EU-Gipfel in Brüssel
Brüssel (dpa) – Nach dem EU-Gipfel verbreitet Bundeskanzlerin Angela Merkel neue Zuversicht für die Zukunft der Europäischen Union. Die CDU-Chefin bezog dies vor allem auf den Neustart der deutsch-französischen Beziehungen mit Präsident Emmanuel Macron.
Allerdings verhakten sich die 28 Staats- und Regierungschefs erneut beim Dauerstreitthema Migration. Auch wurden sie sich nur schwer einig über ihre Handelspolitik und den Schutz der heimischen Wirtschaft. Großbritannien ist wegen des geplanten Brexits zunehmend isoliert.
Vor allem am ersten Gipfeltag waren Merkel und ihren Kollegen einige Beschlüsse ohne langen Streit gelungen. So trieben sie am Donnerstag die gemeinsame Verteidigungspolitik voran und billigten die Verlängerung der EU-Sanktionen gegen Russland. Zudem stellten sich die 28 Länder demonstrativ hinter das von US-Präsident Donald Trump aufgekündigte Pariser Klimaabkommen. «Es war ein Rat der Zuversicht und auch ein Rat der Tatkraft», zog Merkel am Ende bei einer Pressekonferenz mit Macron Bilanz.
Einigkeit demonstrierten die 27 bleibenden EU-Länder auch gegenüber
Großbritannien beim Brexit. Premierministerin Theresa May, die Ende März den Austritt aus der Gemeinschaft beantragt hatte, bot auf dem Gipfel den 3,2 Millionen EU-Bürgern in ihrem Land Bleiberechte und Rechtssicherheit an und sprach von einem «sehr fairen und ernsthaften Angebot». Die übrigen EU-Länder reagierten jedoch zurückhaltend und verwiesen auf die Brexit-Unterhändler, die sich damit befassen sollen. Merkel sprach von einem guten Anfang, der aber noch nicht genüge.
Die Eintracht in der EU reichte auch nicht für alle Themen. Die Beratungen über die Handels- und die Flüchtlingspolitik dauerten letztlich zwei Stunden länger als geplant. Bei der Verteilung von Flüchtlingen habe es keine Fortschritte gegeben, sagte Merkel. Das bleibe aber wichtiger Teil der europäischen Solidarität. Vor allem Italien und Griechenland bräuchten Hilfe. Das verlangte auch EU-Ratspräsident Donald Tusk.

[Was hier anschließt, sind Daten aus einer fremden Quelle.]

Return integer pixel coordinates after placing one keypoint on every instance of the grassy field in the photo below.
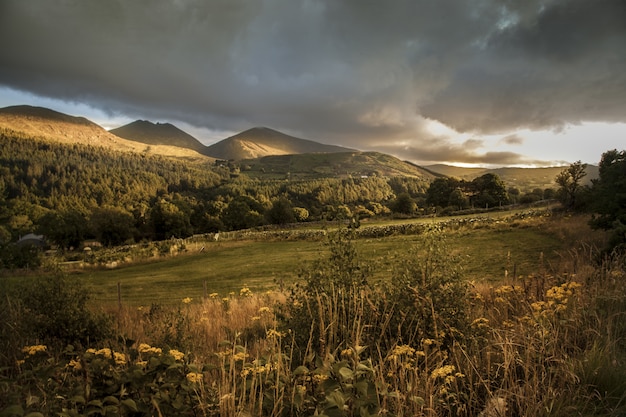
(224, 267)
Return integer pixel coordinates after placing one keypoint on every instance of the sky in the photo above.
(463, 82)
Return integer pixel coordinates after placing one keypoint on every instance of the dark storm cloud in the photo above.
(362, 73)
(564, 64)
(512, 140)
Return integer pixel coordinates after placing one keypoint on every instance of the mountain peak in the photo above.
(150, 133)
(44, 113)
(263, 141)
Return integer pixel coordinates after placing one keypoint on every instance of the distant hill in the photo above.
(525, 179)
(262, 141)
(43, 123)
(338, 164)
(159, 134)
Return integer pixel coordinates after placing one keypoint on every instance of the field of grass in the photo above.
(486, 254)
(548, 343)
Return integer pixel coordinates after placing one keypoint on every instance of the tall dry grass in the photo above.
(550, 343)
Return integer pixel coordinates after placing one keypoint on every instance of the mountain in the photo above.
(262, 141)
(525, 179)
(47, 124)
(159, 134)
(353, 164)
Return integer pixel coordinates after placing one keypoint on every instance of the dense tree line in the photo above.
(71, 193)
(485, 191)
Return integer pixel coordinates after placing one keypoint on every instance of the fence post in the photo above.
(119, 295)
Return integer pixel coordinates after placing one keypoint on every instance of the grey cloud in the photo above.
(360, 72)
(512, 140)
(565, 66)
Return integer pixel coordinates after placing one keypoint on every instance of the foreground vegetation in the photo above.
(423, 341)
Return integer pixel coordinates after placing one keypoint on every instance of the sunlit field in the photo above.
(520, 315)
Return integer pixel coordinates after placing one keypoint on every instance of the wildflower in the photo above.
(106, 352)
(75, 364)
(271, 333)
(428, 342)
(146, 348)
(480, 323)
(178, 355)
(442, 372)
(319, 378)
(194, 377)
(120, 358)
(346, 353)
(32, 350)
(401, 350)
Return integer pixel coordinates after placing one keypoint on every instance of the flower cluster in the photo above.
(557, 299)
(33, 350)
(146, 348)
(118, 357)
(245, 292)
(194, 377)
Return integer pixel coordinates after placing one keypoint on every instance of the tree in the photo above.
(438, 194)
(168, 220)
(404, 204)
(240, 215)
(571, 190)
(112, 225)
(281, 212)
(458, 199)
(488, 191)
(65, 228)
(609, 196)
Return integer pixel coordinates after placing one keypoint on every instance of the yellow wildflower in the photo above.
(120, 358)
(178, 355)
(146, 348)
(428, 342)
(273, 333)
(194, 377)
(106, 352)
(442, 372)
(32, 350)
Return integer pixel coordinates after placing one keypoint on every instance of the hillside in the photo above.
(62, 128)
(159, 134)
(339, 165)
(525, 179)
(262, 141)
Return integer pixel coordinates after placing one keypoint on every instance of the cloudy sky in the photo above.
(487, 82)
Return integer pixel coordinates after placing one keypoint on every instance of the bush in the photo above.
(53, 309)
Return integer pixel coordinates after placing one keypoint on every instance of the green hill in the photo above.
(262, 141)
(337, 165)
(159, 134)
(525, 179)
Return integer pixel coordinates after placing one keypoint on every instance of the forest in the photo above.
(74, 193)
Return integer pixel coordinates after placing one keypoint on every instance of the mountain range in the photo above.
(264, 150)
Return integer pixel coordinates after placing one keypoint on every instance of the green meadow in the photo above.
(487, 254)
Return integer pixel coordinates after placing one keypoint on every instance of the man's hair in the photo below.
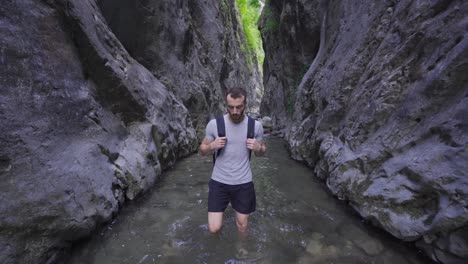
(236, 92)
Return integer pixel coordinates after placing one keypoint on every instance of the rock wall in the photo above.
(85, 126)
(291, 37)
(193, 47)
(381, 114)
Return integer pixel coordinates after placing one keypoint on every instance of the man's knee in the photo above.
(214, 228)
(242, 224)
(215, 221)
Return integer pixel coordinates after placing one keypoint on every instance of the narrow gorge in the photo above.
(98, 98)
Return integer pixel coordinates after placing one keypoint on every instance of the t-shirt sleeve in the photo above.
(211, 131)
(258, 131)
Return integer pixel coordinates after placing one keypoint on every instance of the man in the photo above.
(231, 179)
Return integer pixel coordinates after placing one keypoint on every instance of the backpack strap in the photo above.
(221, 133)
(250, 131)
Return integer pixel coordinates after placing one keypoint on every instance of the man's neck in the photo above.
(239, 120)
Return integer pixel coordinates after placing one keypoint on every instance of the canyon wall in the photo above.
(381, 112)
(90, 117)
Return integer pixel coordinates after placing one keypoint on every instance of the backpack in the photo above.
(222, 133)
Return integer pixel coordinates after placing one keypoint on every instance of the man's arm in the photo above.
(209, 147)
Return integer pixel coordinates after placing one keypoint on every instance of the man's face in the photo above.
(236, 108)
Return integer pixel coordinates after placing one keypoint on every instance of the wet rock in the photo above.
(192, 47)
(85, 126)
(381, 111)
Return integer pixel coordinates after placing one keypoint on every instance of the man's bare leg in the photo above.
(215, 221)
(242, 222)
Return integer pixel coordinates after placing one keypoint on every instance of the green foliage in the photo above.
(271, 23)
(250, 13)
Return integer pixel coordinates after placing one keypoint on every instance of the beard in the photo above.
(237, 118)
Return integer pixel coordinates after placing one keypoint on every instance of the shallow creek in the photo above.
(297, 221)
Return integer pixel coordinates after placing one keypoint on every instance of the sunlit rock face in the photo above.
(382, 112)
(193, 47)
(85, 126)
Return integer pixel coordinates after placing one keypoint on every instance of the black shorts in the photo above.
(241, 197)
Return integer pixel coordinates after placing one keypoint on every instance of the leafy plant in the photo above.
(250, 13)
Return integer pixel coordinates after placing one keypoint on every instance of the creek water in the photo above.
(296, 221)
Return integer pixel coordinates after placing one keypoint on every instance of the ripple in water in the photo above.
(297, 221)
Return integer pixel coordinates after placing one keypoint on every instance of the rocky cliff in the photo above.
(192, 47)
(381, 113)
(90, 115)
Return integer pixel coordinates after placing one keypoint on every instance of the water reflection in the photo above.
(296, 221)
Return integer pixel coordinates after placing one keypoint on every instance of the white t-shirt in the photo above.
(233, 165)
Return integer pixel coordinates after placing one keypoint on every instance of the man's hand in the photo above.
(208, 147)
(257, 147)
(218, 143)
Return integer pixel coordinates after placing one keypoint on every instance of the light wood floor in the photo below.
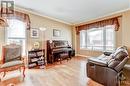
(71, 73)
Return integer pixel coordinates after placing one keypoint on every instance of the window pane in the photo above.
(16, 33)
(83, 39)
(16, 29)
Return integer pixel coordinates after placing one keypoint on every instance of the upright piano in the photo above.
(56, 47)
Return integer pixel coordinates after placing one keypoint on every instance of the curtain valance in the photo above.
(111, 21)
(17, 15)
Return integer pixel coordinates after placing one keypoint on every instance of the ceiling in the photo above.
(73, 11)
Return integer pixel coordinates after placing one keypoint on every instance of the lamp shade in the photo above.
(3, 22)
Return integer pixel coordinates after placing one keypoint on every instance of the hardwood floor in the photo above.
(71, 73)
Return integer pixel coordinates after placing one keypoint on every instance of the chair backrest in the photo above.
(119, 59)
(11, 52)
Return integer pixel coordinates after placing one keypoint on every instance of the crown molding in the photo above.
(72, 24)
(117, 13)
(39, 14)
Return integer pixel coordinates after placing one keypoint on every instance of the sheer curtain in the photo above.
(101, 39)
(16, 33)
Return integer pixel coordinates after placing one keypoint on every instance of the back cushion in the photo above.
(117, 59)
(121, 55)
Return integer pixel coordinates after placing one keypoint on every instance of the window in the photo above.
(101, 39)
(16, 33)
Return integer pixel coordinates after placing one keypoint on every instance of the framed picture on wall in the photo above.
(35, 33)
(56, 33)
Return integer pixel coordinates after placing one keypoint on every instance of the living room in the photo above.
(58, 42)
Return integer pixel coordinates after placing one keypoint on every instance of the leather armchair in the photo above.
(106, 69)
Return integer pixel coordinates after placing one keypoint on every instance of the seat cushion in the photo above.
(98, 61)
(12, 63)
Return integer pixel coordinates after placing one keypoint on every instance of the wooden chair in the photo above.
(11, 59)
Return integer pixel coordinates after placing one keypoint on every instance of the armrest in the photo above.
(107, 53)
(97, 61)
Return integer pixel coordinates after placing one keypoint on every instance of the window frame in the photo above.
(104, 40)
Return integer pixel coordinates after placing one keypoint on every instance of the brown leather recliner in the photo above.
(106, 69)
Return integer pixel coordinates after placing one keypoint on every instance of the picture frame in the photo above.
(56, 33)
(35, 33)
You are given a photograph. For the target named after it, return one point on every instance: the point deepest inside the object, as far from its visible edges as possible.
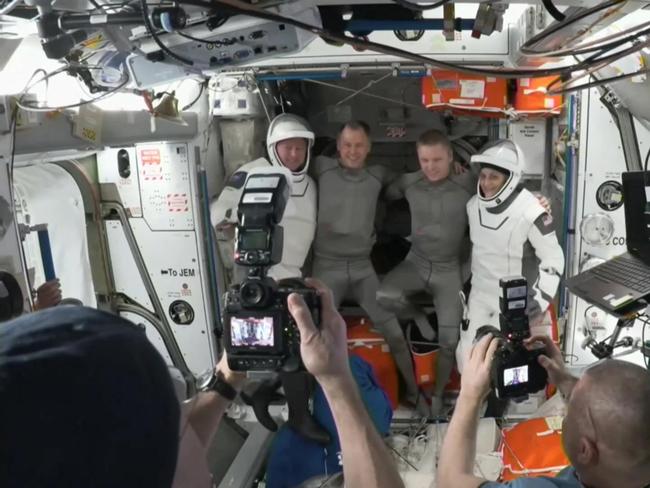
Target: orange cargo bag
(372, 348)
(533, 448)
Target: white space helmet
(288, 126)
(506, 155)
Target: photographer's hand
(475, 381)
(553, 363)
(366, 460)
(324, 351)
(458, 452)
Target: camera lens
(252, 293)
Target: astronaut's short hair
(433, 137)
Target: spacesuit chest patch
(237, 180)
(544, 224)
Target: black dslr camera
(515, 370)
(260, 333)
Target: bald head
(612, 404)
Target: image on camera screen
(252, 331)
(515, 376)
(516, 292)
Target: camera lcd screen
(516, 304)
(263, 182)
(253, 239)
(515, 376)
(516, 292)
(252, 331)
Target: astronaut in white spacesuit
(289, 141)
(512, 234)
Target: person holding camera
(348, 190)
(289, 141)
(606, 430)
(437, 199)
(512, 234)
(86, 400)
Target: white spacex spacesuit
(299, 220)
(511, 235)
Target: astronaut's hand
(458, 169)
(324, 351)
(48, 295)
(544, 202)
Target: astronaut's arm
(551, 260)
(223, 211)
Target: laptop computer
(618, 285)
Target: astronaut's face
(435, 161)
(353, 146)
(292, 152)
(491, 181)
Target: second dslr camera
(515, 369)
(260, 333)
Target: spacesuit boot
(298, 388)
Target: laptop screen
(636, 198)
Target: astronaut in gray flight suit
(348, 191)
(437, 199)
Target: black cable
(197, 39)
(594, 84)
(191, 104)
(420, 7)
(595, 47)
(252, 11)
(552, 9)
(154, 36)
(553, 29)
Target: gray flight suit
(345, 235)
(439, 239)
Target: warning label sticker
(177, 202)
(150, 156)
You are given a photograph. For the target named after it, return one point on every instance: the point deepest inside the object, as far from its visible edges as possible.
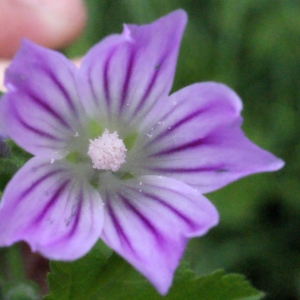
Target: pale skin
(50, 23)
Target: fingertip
(49, 23)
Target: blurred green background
(254, 47)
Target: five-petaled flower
(115, 156)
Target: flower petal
(149, 221)
(51, 208)
(196, 138)
(41, 110)
(126, 74)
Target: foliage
(96, 277)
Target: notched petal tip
(149, 221)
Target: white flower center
(107, 152)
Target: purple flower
(116, 157)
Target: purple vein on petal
(49, 109)
(182, 147)
(51, 202)
(43, 134)
(36, 183)
(171, 208)
(147, 224)
(77, 214)
(63, 90)
(176, 125)
(148, 90)
(127, 80)
(117, 225)
(217, 169)
(106, 77)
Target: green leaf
(78, 279)
(19, 291)
(95, 277)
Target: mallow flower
(115, 156)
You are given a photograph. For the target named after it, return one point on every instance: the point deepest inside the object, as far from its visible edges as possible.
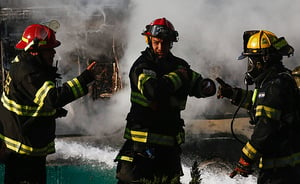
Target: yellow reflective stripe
(250, 151)
(25, 149)
(42, 92)
(125, 158)
(175, 80)
(76, 88)
(269, 112)
(290, 160)
(139, 99)
(147, 137)
(254, 95)
(24, 110)
(143, 78)
(139, 136)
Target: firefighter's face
(255, 66)
(161, 47)
(48, 55)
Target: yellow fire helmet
(263, 42)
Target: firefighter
(274, 144)
(30, 103)
(160, 83)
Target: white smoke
(210, 40)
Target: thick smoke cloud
(210, 39)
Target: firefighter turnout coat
(274, 108)
(158, 94)
(31, 102)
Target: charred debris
(96, 36)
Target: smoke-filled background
(210, 39)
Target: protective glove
(242, 168)
(183, 74)
(208, 87)
(224, 90)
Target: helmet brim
(21, 45)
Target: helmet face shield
(159, 31)
(254, 67)
(161, 28)
(37, 36)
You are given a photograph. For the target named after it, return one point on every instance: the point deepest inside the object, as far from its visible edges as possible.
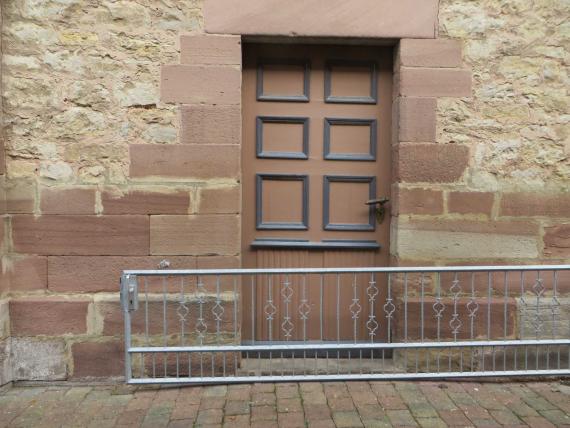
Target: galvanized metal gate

Polen, Ungarn und Tschechien verweigern jedoch die Aufnahme. Macron hatte dies vor dem Gipfel heftig kritisiert und damit empörte Reaktionen der Länder provoziert. Nun mahnte der französische Präsident erneut: «Wir müssen Solidarität zeigen, wenn ein Nachbar mit einem enormen Zustrom an Flüchtlingen oder Migranten konfrontiert ist.» Die polnische Regierungschefin Beata Szydlo hielt dagegen: «Polen schließt eine Unterstützung des Mechanismus einer automatischen Umverteilung von Flüchtlingen aus», sagte sie.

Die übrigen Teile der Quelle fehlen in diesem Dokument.